A dbt-bigquery project tracing two decades of Kansas City property blight — from a property's first code violation, through repeat violations, to a "dangerous building" designation and demolition. Three KCMO open-data sources, a Python extract-load layer, and an accumulating-snapshot model. Dashboard embedded on the homepage.

// source
data.kcmo.org · 3 datasets
// type
bigquery · live
// 01 / problem

Blight is a pipeline, not a list of complaints.

Kansas City publishes property code violations and its dangerous-buildings list as open data — but spread across separate datasets, in two different schemas (a frozen 2009–2021 archive and a current EnerGov feed), with dirty, mixed-type columns and no shared clean key beyond the parcel PIN. Looked at row-by-row, a violation is just an isolated complaint.

The interesting questions are longitudinal: how many cited properties become repeat offenders, how few escalate all the way to demolition, where blight concentrates, and how fast the city actually responds — by council district. Answering those requires stitching the sources into one dimensional model that follows a single property across fifteen years.

// 02 / approach

Extract-load, then model the funnel.

A Python script pulls all three Socrata datasets into a BigQuery raw layer (landed as all-STRING to survive dirty source columns), then a dbt project transforms them through staging → intermediate → marts.

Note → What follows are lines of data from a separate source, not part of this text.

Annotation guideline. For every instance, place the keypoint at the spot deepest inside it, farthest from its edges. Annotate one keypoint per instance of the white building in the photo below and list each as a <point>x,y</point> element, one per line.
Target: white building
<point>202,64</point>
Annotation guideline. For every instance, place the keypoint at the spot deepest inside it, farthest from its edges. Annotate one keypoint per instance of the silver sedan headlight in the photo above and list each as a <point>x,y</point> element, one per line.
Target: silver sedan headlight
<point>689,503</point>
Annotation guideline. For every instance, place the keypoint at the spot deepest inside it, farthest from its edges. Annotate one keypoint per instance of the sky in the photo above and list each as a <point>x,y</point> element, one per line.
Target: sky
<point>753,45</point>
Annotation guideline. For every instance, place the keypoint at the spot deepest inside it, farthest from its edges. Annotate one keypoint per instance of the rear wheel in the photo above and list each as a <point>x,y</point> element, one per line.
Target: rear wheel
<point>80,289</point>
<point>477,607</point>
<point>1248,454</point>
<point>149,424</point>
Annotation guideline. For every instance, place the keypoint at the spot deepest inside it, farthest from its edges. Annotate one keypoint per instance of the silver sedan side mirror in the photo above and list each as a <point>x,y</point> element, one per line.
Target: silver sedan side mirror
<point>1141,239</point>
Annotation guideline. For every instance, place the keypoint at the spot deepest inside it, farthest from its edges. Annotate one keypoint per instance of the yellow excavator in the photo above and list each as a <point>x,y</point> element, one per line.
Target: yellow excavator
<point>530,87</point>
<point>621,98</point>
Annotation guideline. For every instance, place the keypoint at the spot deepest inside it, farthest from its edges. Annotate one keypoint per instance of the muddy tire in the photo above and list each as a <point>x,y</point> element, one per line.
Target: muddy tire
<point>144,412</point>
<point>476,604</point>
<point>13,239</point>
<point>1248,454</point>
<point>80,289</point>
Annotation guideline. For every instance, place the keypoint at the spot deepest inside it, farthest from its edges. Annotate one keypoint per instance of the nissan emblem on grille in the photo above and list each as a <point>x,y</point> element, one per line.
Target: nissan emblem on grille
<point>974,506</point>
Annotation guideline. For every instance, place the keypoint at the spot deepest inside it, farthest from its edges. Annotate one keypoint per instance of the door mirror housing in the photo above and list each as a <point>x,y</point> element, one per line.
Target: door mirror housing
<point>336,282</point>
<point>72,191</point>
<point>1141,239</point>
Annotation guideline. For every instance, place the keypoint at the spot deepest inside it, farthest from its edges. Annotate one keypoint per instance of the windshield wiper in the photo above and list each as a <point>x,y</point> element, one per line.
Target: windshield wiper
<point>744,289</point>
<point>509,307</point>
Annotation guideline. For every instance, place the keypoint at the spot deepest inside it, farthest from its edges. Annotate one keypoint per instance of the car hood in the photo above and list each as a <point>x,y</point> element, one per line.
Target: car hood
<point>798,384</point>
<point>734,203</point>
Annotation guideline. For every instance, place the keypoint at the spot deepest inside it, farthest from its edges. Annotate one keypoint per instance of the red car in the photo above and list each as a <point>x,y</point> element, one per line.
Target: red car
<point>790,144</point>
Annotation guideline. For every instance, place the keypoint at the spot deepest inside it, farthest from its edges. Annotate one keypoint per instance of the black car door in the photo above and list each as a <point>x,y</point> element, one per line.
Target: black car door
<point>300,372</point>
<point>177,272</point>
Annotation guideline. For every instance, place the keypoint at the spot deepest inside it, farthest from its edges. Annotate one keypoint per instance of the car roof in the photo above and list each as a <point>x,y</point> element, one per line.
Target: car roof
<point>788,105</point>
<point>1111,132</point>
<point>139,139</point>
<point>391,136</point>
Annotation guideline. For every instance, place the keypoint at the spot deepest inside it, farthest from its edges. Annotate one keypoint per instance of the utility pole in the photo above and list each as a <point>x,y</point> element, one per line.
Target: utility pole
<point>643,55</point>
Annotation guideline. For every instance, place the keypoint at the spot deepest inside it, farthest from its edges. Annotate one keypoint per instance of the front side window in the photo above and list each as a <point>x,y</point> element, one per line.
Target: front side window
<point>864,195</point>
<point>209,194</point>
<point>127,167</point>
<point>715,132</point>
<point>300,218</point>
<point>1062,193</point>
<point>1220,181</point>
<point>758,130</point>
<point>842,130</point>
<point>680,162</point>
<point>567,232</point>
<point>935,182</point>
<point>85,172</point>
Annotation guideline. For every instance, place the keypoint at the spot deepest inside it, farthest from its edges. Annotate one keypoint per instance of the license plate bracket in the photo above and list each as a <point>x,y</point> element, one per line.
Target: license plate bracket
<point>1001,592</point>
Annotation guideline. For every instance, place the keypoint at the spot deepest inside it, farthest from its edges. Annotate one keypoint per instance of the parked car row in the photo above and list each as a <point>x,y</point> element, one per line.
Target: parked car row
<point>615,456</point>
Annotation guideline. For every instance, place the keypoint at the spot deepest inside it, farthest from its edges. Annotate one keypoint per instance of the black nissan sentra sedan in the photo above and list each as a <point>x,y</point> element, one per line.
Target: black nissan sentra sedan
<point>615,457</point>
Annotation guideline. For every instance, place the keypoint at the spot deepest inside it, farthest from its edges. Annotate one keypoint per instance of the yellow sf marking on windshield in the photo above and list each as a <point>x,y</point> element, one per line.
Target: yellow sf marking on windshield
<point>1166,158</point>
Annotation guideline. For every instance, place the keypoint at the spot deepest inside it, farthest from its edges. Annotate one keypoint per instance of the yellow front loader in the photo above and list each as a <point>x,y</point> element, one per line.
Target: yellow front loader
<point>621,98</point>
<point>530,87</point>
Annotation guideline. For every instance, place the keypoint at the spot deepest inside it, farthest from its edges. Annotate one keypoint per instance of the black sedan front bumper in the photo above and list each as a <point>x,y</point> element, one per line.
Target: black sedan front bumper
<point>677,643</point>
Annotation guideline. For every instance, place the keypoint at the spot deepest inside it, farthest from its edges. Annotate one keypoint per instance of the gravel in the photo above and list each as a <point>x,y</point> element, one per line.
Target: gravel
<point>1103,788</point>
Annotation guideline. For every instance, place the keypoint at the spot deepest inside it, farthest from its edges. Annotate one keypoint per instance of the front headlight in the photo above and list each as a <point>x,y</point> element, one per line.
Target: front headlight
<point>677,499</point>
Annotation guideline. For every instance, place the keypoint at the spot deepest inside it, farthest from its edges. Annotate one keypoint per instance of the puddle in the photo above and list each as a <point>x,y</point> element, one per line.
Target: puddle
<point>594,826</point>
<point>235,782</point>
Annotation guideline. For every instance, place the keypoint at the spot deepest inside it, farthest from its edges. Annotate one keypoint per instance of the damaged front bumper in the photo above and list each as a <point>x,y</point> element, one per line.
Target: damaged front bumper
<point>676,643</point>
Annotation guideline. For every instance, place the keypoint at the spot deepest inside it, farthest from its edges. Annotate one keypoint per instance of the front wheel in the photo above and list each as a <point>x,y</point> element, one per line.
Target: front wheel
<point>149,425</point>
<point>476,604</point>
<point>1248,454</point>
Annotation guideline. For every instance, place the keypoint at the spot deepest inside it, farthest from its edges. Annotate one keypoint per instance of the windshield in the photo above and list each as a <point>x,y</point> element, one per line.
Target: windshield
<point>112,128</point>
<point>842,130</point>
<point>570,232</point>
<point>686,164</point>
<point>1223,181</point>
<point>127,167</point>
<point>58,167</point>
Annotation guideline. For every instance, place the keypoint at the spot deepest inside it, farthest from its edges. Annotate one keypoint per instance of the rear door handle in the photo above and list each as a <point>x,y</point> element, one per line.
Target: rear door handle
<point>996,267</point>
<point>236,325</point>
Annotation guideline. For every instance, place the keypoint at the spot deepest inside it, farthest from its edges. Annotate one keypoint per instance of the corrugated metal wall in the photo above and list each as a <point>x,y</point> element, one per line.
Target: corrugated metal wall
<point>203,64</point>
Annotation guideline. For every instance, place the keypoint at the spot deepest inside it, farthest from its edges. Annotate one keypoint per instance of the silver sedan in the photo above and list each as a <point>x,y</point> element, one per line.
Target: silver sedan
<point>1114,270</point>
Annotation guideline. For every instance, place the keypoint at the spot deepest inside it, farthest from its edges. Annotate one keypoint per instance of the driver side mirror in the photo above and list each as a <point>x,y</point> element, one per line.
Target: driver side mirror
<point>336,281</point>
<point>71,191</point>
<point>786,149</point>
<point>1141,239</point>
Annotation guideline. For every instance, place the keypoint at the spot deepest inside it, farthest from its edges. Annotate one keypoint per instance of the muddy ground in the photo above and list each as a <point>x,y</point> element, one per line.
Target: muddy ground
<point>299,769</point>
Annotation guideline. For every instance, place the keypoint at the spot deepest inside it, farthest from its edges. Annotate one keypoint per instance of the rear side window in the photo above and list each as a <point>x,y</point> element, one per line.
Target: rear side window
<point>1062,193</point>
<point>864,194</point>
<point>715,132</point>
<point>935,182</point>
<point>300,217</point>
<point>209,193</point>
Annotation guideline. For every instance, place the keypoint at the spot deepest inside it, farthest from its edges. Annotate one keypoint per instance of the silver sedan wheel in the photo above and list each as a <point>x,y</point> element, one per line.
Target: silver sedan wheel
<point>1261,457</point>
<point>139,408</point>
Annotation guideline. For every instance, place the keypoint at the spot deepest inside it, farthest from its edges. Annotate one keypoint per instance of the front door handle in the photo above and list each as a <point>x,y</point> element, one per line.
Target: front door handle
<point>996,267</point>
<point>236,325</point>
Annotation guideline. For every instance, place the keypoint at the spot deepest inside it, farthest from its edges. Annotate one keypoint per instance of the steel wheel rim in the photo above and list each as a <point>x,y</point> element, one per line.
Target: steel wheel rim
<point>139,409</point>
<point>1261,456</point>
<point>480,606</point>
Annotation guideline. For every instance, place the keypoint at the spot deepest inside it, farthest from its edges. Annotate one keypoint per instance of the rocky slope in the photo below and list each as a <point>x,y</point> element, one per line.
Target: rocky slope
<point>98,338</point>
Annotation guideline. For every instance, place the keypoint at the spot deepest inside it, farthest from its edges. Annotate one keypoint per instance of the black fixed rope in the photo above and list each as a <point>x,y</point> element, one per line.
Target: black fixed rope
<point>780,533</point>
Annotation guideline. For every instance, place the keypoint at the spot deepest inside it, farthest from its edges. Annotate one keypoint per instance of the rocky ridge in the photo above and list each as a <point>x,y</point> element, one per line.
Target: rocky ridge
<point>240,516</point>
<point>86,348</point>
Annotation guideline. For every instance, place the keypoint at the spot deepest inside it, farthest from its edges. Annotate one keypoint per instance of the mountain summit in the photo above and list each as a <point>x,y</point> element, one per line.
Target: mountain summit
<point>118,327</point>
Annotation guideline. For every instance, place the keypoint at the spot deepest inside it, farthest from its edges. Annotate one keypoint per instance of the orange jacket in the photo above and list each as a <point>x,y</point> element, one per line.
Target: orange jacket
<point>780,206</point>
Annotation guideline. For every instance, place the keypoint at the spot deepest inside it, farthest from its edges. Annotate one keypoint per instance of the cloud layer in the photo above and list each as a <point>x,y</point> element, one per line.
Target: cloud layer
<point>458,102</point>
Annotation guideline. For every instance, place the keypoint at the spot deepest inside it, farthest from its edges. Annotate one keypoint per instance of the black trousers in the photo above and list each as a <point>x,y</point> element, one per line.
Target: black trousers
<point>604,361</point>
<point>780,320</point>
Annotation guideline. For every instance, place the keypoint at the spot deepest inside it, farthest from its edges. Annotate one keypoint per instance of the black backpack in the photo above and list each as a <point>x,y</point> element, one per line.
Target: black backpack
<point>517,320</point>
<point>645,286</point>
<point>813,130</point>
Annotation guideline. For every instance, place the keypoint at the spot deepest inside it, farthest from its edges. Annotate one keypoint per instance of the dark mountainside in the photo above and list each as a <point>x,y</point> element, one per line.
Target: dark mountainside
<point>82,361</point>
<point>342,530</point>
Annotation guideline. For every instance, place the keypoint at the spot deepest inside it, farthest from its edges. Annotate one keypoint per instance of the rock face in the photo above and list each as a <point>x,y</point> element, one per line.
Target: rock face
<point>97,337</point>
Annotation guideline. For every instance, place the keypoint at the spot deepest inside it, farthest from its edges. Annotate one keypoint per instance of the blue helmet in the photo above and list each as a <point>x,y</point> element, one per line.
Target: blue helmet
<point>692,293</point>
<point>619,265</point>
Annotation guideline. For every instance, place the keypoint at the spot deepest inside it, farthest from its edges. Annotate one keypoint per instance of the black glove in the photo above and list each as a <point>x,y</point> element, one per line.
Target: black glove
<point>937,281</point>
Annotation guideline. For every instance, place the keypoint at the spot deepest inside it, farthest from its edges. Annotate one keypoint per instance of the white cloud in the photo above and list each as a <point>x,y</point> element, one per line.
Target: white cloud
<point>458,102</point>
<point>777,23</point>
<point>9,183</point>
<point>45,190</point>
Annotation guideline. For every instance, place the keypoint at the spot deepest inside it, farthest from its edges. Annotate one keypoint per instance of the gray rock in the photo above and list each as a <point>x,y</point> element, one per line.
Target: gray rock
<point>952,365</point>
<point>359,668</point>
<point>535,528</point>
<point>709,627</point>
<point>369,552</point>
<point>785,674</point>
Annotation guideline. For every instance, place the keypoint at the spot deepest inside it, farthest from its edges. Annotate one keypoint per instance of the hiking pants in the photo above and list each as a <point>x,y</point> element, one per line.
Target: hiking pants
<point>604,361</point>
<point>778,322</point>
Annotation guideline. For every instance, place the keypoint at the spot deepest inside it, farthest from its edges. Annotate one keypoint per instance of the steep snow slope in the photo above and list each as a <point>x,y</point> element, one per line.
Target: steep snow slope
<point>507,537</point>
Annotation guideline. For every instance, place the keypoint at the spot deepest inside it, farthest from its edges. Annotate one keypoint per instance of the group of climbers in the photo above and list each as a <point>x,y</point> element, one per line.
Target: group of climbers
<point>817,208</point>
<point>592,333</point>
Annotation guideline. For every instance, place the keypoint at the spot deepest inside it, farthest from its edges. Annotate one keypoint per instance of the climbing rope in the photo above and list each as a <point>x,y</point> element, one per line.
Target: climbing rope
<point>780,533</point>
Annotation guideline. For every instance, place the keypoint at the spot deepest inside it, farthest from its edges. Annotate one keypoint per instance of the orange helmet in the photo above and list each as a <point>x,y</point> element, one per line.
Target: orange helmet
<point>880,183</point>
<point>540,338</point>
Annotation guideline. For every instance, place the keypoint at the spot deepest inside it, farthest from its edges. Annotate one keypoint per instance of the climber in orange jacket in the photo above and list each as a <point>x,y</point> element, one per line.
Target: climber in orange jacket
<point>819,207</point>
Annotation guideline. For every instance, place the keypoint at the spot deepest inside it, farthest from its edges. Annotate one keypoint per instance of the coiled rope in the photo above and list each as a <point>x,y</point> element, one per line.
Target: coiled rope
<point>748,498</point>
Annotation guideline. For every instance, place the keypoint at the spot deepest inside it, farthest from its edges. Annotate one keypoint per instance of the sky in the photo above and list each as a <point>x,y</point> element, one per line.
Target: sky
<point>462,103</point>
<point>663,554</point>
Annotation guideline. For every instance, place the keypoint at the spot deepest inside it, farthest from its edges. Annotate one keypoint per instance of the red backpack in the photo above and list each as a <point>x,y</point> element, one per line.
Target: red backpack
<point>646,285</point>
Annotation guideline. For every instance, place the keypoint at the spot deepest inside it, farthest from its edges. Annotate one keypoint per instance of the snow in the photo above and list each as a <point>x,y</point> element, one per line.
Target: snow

The centerpiece is an accumulating-snapshot fact — one row per property — that encodes the whole lifecycle in a single current_stage column:

-- fact_property_lifecycle.sql — one row per property (PIN)
CASE
  WHEN COALESCE(d.is_demolition_status, FALSE) THEN 'demolition'
  WHEN d.pin IS NOT NULL                       THEN 'dangerous_building'
  WHEN p.total_violations >= 2                 THEN 'repeat_violations'
  ELSE 'single_violation'
END AS current_stage
  • Sources: ~800K historical violations + ~175K current + the dangerous-buildings list, joined on parcel PIN (~972K fact rows after deduping)
  • Two facts: a transaction-grain fact_violation and the accumulating-snapshot fact_property_lifecycle; dims for property, council district, violation type, and date
  • Real-world cleaning: unified the two violation schemas, normalized ordinances across eras, KC-bounds-filtered junk geocodes, nulled resolution dates that precede the found date
  • 34 tests (surrogate-key uniqueness, referential integrity, accepted values, singular data-quality checks) plus CI and a weekly scheduled refresh on GitHub Actions
// 03 / outcome

The funnel, quantified.

properties cited
79,892
repeat offenders
85.6%
median time to fix
230 days

Across 2005–2026, 79,892 properties drew ~972,000 violations. The funnel narrows hard: 85.6% of cited properties are repeat offenders, but only 0.4% reach the dangerous-buildings list and 0.03% active demolition. Citywide, 87.9% of violations are eventually resolved — at a median of 230 days.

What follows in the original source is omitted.